Pareiasaurus large quadruped, about 2.5 metres (8.2 ft) long, with elephantine legs, walking in a typically reptilian posture. Its skull had several spine- and wart-like protrusions. The scales may have provided some protection against predators. Pareiasaurus's leaf-shaped teeth, ideal for biting through tough plant fibers, indicate it was a herbivore. Even the palate had teeth.
Pareiasaurus is an extinct genus of anapsid reptile from the Permian period. It was a typical member of its family, the pareiasaurs, which take their name from this genus.
Pareiasaurs appear very suddenly in the fossil record. It is clear that these animals evolved from Rhipaeosaurs to fill the large herbivore niche (or guild) that had been occupied early in the Permian period by the Caesid pelycosaurs and before then the Diadectid amphibians and Edaphosaur reptiles. In fact it may well have been the extinction of the Caesids created an ecological vacuum that enabled the Pareiasaurs to appear and suddenly diversify as rapidly as they did (within the span of only two million years).

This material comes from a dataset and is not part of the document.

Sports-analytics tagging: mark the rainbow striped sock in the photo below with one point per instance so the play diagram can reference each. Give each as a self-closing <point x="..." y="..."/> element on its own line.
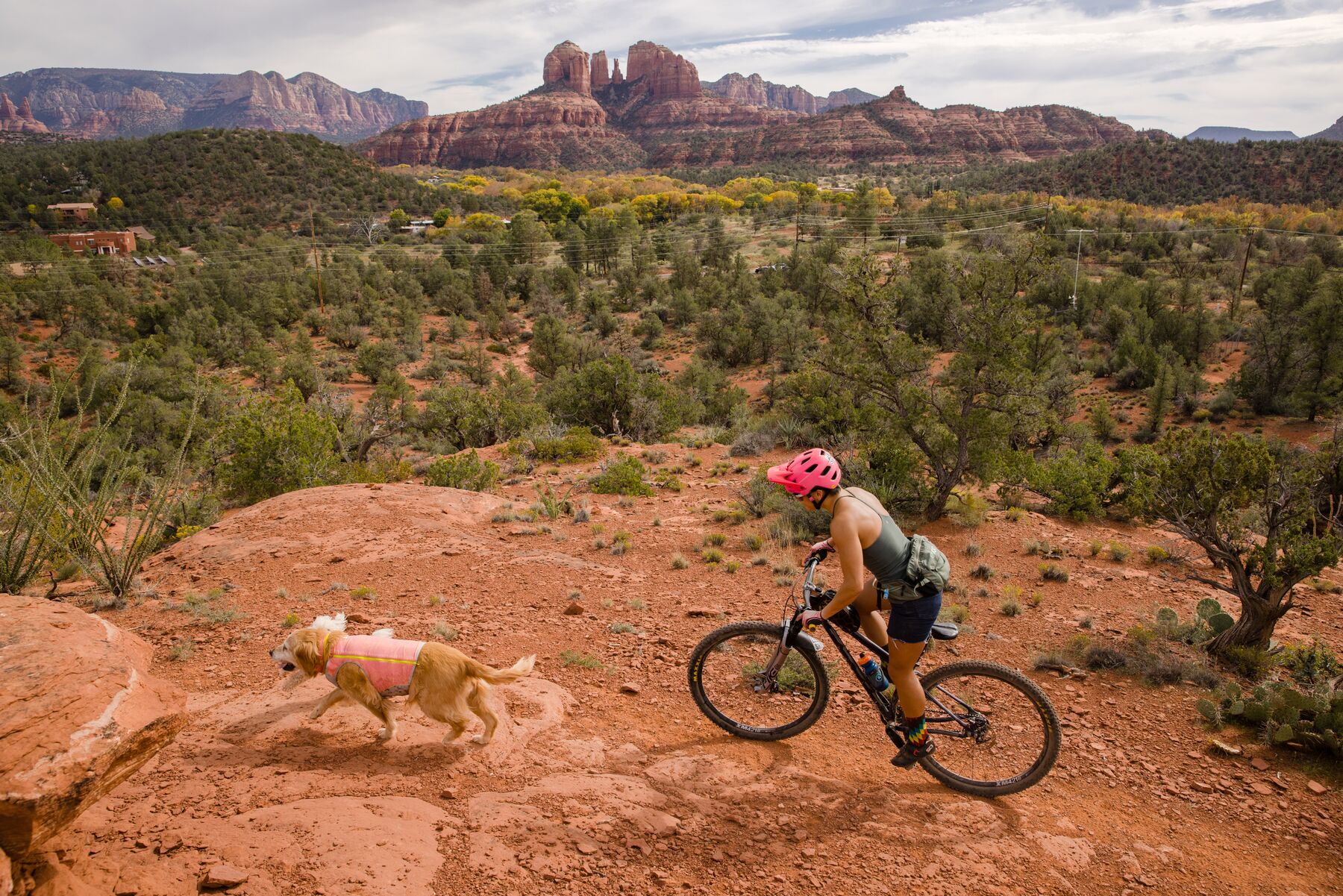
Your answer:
<point x="918" y="731"/>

It has been often suggested that these animals were semi-aquatic.
It has recently been argued that Pareiasaurs may have evolved into turtles. They had turtle-like skull features, and several genera had bony plates in the skin, possibly the first signs of a turtle shell. However, the case for turtle ancestry is not proven.
Probably, the Pareiasaurus were the victims of Titanophoneus.